2) Does anybody know of a faster way to find such (nontrivial) representation of $n$ without factoring $n$ first?
 A: The representations of this type correspond one-for-one to odd divisors of $n$. So your request for a method for constructing such a representation without factoring seems to be hopeless: if you have a method for constructing such a representation it is automatically a method for factoring. See Wikipedia: Polite number.

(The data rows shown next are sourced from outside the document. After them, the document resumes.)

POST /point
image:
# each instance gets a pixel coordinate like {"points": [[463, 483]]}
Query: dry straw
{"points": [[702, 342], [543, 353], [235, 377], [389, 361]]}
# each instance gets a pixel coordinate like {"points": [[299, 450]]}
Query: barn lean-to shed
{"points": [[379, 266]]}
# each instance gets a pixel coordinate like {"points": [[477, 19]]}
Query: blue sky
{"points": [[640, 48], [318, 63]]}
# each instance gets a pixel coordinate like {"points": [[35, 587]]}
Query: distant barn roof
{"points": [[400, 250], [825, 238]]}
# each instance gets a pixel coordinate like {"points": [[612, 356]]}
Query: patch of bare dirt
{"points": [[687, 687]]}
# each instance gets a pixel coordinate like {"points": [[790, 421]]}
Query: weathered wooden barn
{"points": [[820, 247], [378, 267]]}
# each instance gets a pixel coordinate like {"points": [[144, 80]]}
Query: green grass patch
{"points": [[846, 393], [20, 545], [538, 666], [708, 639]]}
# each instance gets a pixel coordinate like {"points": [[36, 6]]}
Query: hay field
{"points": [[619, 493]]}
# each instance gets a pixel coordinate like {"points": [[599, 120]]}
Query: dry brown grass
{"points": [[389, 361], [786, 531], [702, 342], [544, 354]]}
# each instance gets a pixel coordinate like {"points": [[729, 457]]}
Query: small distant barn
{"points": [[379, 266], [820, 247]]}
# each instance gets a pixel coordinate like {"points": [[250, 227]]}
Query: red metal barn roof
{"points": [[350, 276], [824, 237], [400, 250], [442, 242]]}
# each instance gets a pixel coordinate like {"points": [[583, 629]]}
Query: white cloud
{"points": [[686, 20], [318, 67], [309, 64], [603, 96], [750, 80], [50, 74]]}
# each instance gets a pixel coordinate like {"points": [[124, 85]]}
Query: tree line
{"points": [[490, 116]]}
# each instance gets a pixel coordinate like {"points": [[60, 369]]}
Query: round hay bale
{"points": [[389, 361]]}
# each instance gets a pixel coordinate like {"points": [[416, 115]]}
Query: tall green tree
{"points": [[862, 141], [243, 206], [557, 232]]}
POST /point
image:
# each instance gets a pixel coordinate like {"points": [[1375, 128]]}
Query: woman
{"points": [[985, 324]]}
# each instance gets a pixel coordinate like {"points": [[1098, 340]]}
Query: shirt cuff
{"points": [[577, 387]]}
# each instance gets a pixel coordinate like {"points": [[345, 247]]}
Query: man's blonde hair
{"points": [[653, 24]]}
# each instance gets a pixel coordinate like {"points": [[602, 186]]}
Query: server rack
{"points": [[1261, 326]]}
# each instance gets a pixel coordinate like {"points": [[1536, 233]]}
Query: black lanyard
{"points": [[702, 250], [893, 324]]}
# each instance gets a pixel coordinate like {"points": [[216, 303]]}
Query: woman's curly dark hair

A: There is a quick way to find solutions even without (completely) factoring. In particular, write $2n = 2^{\alpha} m$, where $m$ is odd and use the factorization $2n = m \cdot 2^{\alpha}$ to find $a$ and $b$. This gives
$$
a = \frac{2^{\alpha} + m - 1}{2}, \quad b = \frac{|2^{\alpha} - m| + 1}{2},
$$
which always results in a non-trivial solution unless $n$ is a power of $2$ (in which case it is well-known that there is no representation of $n$ as the sum of a set of consecutive integers of size $> 1$).
A: For 2) it is possible to get subexponential time.
If $n$ is prime there are few representations.
So you want $2n=(a+b)(a-b+1)$ in nontrivial way.
Factor $2n$ in subexponential time and for all divisors
$d$ of $2n$, write $2n=dd'$.
Solve $a+b=2d,a+b-1=d'$ to get 
$$a=d-1/2+d'/2,b=d+1/2-d'/2$$.
In case $a,b$ are integers, you have found representation.
I wouldn't expect your approach to give efficient factoring algorithm.